Professor John MacKenzie

Biography content

Biography

Visiting Professor

Professor John MacKenzie is Emeritus Professor of Imperial History, Lancaster University. He is one of the foremost historians of imperialism, of any period, and a scholar who also has an outstanding reputation in the field of environmental history. Professor MacKenzie was brought up partially in Zambia, educated in Glasgow, London and Vancouver, and has travelled extensively throughout the British Empire in pursuit of his historical studies. This has led him throughout Africa, Asia, North America, Australia and New Zealand, and has involved him teaching at the Universities of British Columbia, Lancaster, Liverpool, Zimbabwe, and the Wilfrid Laurier University in Ontario. His principal post was at the University of Lancaster, where he held the chair of imperial history from 1991 to 2002. He was also successively Dean of Arts and Humanities and Dean of Education there.

Professor MacKenzie has published extensively on topics such as ‘The Scots in South Africa’, ‘Imperialism and Popular Culture’ and ‘Imperialism and the Natural World’. He has been editing the Manchester University Press ‘Studies in Imperialism’ series for more than twenty-five years, a period during which he has also made numerous radio and television broadcasts in his many areas of expertise.

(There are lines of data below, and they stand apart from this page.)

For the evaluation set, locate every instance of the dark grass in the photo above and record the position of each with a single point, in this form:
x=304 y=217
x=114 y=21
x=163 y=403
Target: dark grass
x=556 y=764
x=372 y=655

In addition to a vast range of chapters and articles published during the course of his writing career to date, his books include: The Partition of Africa (1983), Propaganda and Empire (1984), The Railway Station, a Social History (jtly, 1986), Imperialism and Popular Culture (ed, 1986), Imperialism and the Natural World (ed, 1990), Popular Imperialism and the Military (ed, 1992), Orientalism: History, Theory and the Arts (1995), David Livingstone and the Victorian Encounter with Africa (ed, 1996), The Victorian Vision (ed, 2001), Peoples, Nations and Cultures (ed, 2005), The Scots in South Africa (2007), Museums and Empire (2009), Scotland and the British Empire (ed, 2011), European Empires and the People (ed, 2011), Scotland, Empire and Decolonisation in the Twentieth Century (ed, 2015).